Before drawing to an end, it is our duty to direct attention to the remarkably admirable execution of the work by its editors, the soundness of their judgment in selection, the extraordinary breadth and variety of their acquaintance with forgotten books, and the impartiality and justice of their choice of authors. The labor was arduous, and the multitude of details must have been harassing. It is a proof of thoroughness and painstaking that they find so little to correct at the end of their task. They have left nothing to be desired for the completeness of their work. The last volume contains an excellent index, and short but full biographies of every author represented in the volumes. The portraits are in general very good, and they are numerous. The text has been most carefully compiled. The work as a whole is, we believe, without a parallel among literary compilations. Its usefulness for purposes of reference is very great; but it is meant for entertaining and valuable reading page by page, — for popular reading, not merely for libraries and schools. It fulfills this end with equal success, and is the more to be commended and urged upon the public because of that comprehensive view of American life and history, and of the common action of the American mind for the past three centuries, of which we have mainly spoken.
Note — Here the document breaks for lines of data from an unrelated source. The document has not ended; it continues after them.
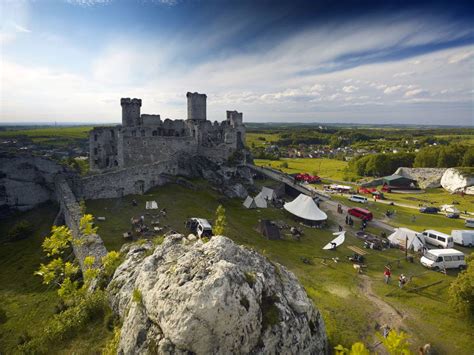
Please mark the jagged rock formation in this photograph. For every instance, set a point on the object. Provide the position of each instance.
(210, 298)
(455, 180)
(426, 177)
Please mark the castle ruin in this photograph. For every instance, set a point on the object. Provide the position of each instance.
(146, 139)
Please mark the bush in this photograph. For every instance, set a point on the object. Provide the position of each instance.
(461, 291)
(67, 323)
(20, 230)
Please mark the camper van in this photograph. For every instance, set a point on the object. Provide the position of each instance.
(200, 226)
(360, 213)
(438, 239)
(464, 238)
(358, 198)
(469, 222)
(437, 259)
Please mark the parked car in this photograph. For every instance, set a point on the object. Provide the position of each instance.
(463, 237)
(358, 198)
(438, 239)
(443, 259)
(469, 222)
(426, 209)
(361, 213)
(200, 226)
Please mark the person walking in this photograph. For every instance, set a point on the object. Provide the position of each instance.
(387, 274)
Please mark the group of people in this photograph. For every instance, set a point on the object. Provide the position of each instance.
(387, 274)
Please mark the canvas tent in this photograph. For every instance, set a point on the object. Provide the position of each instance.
(402, 236)
(250, 202)
(260, 201)
(268, 229)
(256, 202)
(305, 208)
(268, 194)
(151, 205)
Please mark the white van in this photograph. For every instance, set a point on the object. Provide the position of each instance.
(200, 226)
(439, 259)
(469, 222)
(465, 238)
(438, 239)
(358, 198)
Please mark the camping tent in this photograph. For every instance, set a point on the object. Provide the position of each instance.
(268, 194)
(413, 240)
(305, 208)
(268, 229)
(151, 205)
(250, 202)
(260, 201)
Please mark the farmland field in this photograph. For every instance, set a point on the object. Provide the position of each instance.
(325, 168)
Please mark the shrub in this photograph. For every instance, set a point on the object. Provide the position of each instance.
(461, 291)
(137, 296)
(20, 230)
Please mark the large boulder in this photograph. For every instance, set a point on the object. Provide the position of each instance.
(188, 296)
(426, 177)
(457, 180)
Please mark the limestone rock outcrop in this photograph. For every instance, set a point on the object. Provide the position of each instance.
(426, 177)
(209, 298)
(454, 180)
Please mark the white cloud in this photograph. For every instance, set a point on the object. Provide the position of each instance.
(350, 88)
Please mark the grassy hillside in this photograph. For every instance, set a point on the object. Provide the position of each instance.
(326, 168)
(27, 302)
(335, 288)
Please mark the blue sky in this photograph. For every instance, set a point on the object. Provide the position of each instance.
(319, 61)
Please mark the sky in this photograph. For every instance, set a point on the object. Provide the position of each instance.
(373, 62)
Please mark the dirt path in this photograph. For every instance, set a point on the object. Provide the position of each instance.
(385, 314)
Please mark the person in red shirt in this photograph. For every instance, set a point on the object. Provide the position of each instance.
(387, 274)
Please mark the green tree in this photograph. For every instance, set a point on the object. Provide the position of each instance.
(461, 291)
(220, 222)
(87, 224)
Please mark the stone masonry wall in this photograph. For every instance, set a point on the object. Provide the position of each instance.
(126, 181)
(87, 245)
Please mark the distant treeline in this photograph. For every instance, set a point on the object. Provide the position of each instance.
(454, 155)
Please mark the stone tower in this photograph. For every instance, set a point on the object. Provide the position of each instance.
(196, 106)
(130, 112)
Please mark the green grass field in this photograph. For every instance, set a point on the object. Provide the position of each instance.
(334, 287)
(260, 139)
(54, 136)
(27, 302)
(325, 168)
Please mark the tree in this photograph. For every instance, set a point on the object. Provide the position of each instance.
(87, 224)
(221, 222)
(461, 291)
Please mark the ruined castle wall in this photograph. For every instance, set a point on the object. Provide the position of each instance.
(103, 148)
(148, 150)
(87, 245)
(126, 181)
(26, 180)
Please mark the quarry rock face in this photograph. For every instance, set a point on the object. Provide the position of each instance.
(455, 181)
(209, 298)
(426, 177)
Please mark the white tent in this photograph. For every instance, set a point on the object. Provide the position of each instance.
(151, 205)
(268, 194)
(260, 201)
(402, 236)
(304, 207)
(250, 202)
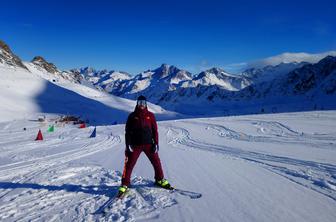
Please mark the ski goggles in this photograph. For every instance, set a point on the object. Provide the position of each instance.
(141, 103)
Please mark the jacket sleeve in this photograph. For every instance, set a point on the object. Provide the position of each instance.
(127, 131)
(155, 130)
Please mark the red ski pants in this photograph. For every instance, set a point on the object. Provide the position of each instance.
(131, 159)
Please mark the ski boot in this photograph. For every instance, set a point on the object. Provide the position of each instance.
(164, 184)
(122, 191)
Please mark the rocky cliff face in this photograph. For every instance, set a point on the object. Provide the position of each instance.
(8, 57)
(49, 67)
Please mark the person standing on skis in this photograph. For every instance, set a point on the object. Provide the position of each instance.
(141, 135)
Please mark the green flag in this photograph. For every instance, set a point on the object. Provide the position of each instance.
(51, 128)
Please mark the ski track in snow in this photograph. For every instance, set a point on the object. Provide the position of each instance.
(39, 189)
(43, 182)
(320, 177)
(274, 132)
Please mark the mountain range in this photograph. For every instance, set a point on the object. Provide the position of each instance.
(266, 88)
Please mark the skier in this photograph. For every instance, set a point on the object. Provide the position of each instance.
(141, 135)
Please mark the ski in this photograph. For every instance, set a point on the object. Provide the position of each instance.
(108, 204)
(190, 194)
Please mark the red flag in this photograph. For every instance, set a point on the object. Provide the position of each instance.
(39, 136)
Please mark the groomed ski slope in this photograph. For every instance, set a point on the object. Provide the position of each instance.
(279, 167)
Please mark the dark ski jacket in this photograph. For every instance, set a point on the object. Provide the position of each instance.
(141, 128)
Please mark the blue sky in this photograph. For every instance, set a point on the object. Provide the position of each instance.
(134, 36)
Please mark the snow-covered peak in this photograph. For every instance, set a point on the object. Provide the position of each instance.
(270, 72)
(290, 58)
(219, 77)
(41, 62)
(7, 57)
(171, 73)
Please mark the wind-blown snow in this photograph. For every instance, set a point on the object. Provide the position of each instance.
(290, 57)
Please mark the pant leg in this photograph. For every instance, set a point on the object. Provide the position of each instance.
(130, 161)
(155, 161)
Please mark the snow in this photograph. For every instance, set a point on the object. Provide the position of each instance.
(275, 167)
(25, 94)
(248, 168)
(290, 57)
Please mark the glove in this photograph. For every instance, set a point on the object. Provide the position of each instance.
(129, 148)
(155, 148)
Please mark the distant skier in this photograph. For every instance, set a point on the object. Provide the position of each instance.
(141, 135)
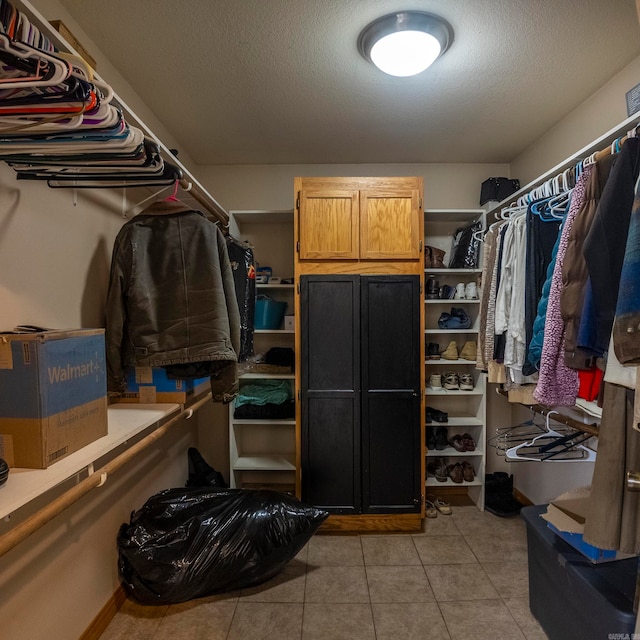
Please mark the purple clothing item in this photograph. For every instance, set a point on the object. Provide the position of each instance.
(557, 383)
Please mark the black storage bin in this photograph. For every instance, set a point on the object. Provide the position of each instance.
(572, 597)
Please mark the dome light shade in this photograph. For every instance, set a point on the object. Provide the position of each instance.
(405, 43)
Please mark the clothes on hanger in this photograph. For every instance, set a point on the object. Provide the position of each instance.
(171, 301)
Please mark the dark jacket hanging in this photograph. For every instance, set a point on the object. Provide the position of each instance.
(171, 300)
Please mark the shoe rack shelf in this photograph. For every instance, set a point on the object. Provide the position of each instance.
(262, 452)
(466, 410)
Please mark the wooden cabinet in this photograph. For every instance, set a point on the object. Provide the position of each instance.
(360, 393)
(359, 218)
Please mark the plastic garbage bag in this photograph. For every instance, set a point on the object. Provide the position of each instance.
(465, 252)
(188, 543)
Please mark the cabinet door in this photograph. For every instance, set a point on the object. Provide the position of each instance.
(328, 224)
(390, 224)
(330, 392)
(390, 312)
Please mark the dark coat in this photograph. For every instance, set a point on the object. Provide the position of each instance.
(172, 299)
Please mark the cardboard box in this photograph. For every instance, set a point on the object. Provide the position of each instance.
(565, 516)
(53, 398)
(149, 385)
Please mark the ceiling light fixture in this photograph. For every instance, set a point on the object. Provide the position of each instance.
(405, 43)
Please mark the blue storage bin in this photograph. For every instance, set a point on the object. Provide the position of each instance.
(269, 313)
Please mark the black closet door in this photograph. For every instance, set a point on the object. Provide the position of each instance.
(390, 326)
(330, 392)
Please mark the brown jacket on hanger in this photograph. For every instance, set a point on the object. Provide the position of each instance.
(574, 270)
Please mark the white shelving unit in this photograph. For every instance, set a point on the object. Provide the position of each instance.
(466, 409)
(262, 452)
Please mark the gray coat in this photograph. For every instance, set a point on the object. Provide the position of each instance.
(172, 300)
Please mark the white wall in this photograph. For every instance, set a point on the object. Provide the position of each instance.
(446, 186)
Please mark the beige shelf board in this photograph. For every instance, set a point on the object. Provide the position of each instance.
(458, 421)
(444, 362)
(432, 482)
(124, 422)
(267, 462)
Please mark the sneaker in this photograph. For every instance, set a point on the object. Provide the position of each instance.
(435, 381)
(451, 381)
(447, 292)
(451, 352)
(466, 382)
(469, 351)
(433, 351)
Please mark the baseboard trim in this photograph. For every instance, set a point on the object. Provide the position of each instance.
(408, 522)
(521, 498)
(107, 613)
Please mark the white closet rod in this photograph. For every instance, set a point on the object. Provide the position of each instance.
(597, 145)
(197, 191)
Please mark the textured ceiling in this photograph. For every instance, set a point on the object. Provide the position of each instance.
(281, 81)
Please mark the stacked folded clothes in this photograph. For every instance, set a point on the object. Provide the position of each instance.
(265, 400)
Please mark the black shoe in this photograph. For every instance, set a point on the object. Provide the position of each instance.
(442, 438)
(436, 415)
(201, 474)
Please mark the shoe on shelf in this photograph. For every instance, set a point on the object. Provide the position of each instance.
(442, 438)
(451, 352)
(447, 292)
(438, 469)
(430, 510)
(451, 381)
(468, 473)
(433, 288)
(454, 471)
(469, 442)
(466, 382)
(458, 443)
(471, 291)
(469, 351)
(436, 415)
(443, 507)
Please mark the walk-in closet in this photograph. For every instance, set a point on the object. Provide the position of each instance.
(296, 344)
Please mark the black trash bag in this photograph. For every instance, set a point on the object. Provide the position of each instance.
(189, 543)
(201, 474)
(244, 280)
(466, 247)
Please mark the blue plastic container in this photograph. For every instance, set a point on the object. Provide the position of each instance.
(269, 313)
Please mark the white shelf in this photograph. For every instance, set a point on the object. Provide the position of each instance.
(455, 392)
(275, 286)
(450, 452)
(447, 331)
(432, 482)
(451, 301)
(271, 462)
(124, 422)
(454, 271)
(274, 331)
(444, 361)
(264, 376)
(266, 421)
(458, 422)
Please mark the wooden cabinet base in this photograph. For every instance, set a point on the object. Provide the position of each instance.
(407, 522)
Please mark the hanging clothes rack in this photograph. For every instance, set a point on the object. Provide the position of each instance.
(602, 146)
(22, 26)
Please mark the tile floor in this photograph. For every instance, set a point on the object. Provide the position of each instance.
(464, 578)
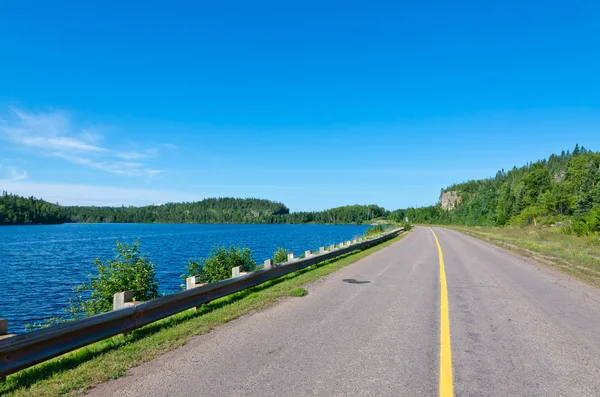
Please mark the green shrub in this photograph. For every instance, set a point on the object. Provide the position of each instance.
(374, 231)
(526, 217)
(280, 255)
(128, 271)
(218, 265)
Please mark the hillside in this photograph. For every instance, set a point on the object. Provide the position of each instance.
(16, 210)
(561, 190)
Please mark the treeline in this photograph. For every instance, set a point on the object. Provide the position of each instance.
(561, 190)
(16, 210)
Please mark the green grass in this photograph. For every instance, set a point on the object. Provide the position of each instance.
(73, 373)
(576, 256)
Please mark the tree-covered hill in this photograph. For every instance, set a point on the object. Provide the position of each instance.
(563, 189)
(15, 210)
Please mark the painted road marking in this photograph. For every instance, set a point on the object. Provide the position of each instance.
(446, 387)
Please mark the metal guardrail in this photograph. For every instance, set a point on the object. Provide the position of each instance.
(25, 350)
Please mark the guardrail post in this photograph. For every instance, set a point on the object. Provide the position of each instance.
(121, 298)
(193, 282)
(268, 264)
(238, 271)
(3, 326)
(4, 334)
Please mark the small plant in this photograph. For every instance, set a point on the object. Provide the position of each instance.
(374, 231)
(130, 270)
(280, 255)
(218, 265)
(298, 292)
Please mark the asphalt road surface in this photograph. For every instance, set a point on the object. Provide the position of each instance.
(516, 329)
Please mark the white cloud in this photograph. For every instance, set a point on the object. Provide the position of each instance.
(53, 134)
(18, 175)
(12, 174)
(125, 168)
(75, 194)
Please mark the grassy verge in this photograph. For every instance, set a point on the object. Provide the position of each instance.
(75, 372)
(576, 256)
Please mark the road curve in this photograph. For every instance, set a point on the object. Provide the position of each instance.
(516, 329)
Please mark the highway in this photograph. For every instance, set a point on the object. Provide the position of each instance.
(383, 327)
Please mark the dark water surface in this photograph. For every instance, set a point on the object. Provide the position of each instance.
(39, 265)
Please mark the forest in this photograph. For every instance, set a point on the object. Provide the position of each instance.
(16, 210)
(563, 191)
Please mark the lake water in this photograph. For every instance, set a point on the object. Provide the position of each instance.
(39, 265)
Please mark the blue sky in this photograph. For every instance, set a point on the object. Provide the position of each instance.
(314, 104)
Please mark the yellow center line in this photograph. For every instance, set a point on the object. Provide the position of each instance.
(446, 387)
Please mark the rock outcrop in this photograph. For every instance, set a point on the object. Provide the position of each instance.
(450, 200)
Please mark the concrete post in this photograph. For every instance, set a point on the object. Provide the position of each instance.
(268, 264)
(121, 298)
(193, 282)
(236, 271)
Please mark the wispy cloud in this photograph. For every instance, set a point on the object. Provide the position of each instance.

Our literary names of note are not so many but what the works which bear them may easily be obtained and read ; but in this collection hundreds of authors and thousands of books are brought within the reader’s survey, and in them he will find more of the national life than in the select few that are known and supposed to be read of all men.

  1. A Library of American Literature. From the Earliest Settlement to the Present Time. Compiled and edited by EDMUND CLARENCE STEDMAN and ELLEN MACKAY HUTCHINSON. Vol. IV.-XI. New York: Charles L. Webster & Co. 1888-90.